How do you know it wouldn't trigger? My WS had a virtual affair, his AP was never in my home, never stepped foot in my country even, let alone my province...

The house is a trigger for me, certain rooms, certain sounds, the computer, the telephone, the mic headset (I destroyed it, broke it on purpose), webcam, laptops, cell phones...

You can't say the house isn't a trigger because it's not you who has to deal with it. He is the only one who can say what is a trigger and what is not... Maybe you should ask him to help reduce the effects of those triggers.


----------



## Mr.Right (Feb 10, 2012)

been married for 6 years, to my best friend and the father of our young child. I starting questioning our relationship about a year ago now and started distancing myself. What didn't help is I met someone who was putting a lot of garbage in my head and I was stupid enough to believe it.

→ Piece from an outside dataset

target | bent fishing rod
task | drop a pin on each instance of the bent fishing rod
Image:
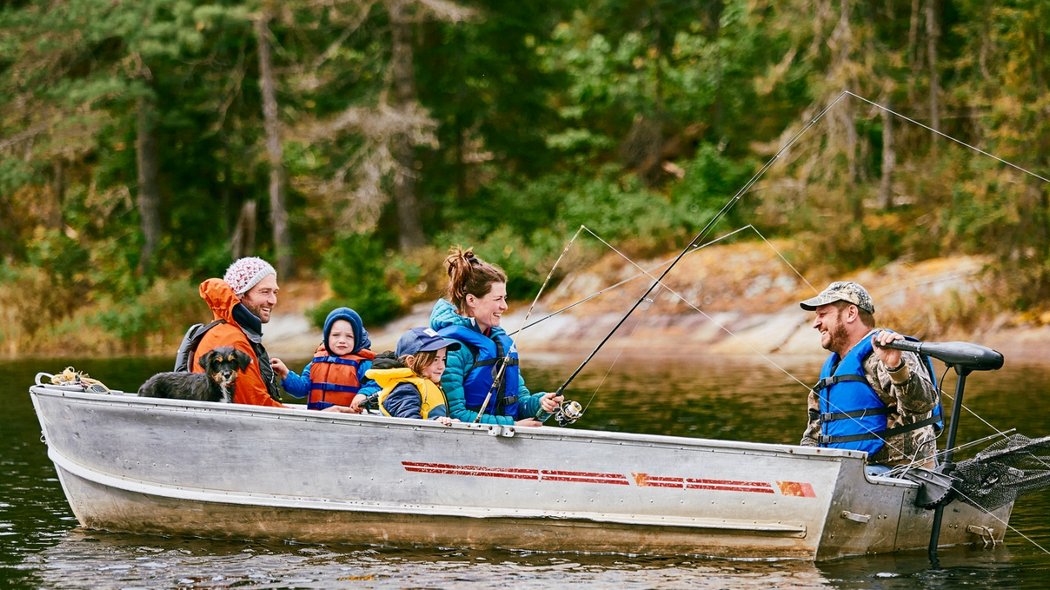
(700, 237)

All I can say is if didn't want you he could of said no, but he wanted you back he loves you the real question is do you love him you kick him out of a house that all build together for what because you had second thought about be with each other?? . If you love him and he love you that's all you need. its not like you cheated on him or like you let someone talk you into kicking him out his house that you started a family with. just saying love him and he will love you back.

P.S- You know he loves you after months since he saw you just do not do anything dumb again it hard enough to find good men don't make it harder for yourself. Never let no one talk you into thinking that he its the one for you because in that case you are not the one for him and the last six-yrs has been a lie. he loves you question is do you love him????


----------



## soundofthesphere (Feb 10, 2012)

i think you have to move on with your life and accept that he has forgiven you. people do stupid things.. i know that i have.. he may completely forgive you or he may not... i think the most damaging thing would be for it to bottle up inside one of you until it explodes.

i think you should talk about it with a moderator or counsellor... if there are any issues, let them come out in the open. no woman or man is perfect.. we all make mistakes, sometimes huge ones.. you need to find a way to deal with it and communicate with him.. if it doesn't work out, then it doesn't work out... hopefully it does though, and your relationship will grow because of it.


----------



## DanF (Sep 27, 2010)

Lola, you can read my stories. We successfully reconciled and I am so happy.
Triggers? Yep, still there from time to time.
Girls Night Out? Never
Boys night Out? Never
Forgiveness? Completely on both sides.
Forgetting? Never


----------



## Shaggy (Jul 17, 2011)

Mr.Right said:


> . its not like you cheated on him or like you let someone talk you into kicking him out his house that you started a family with. just saying love him and he will love you back.


What? Did you read the post? She did all of the above!
_Posted via Mobile Device_


----------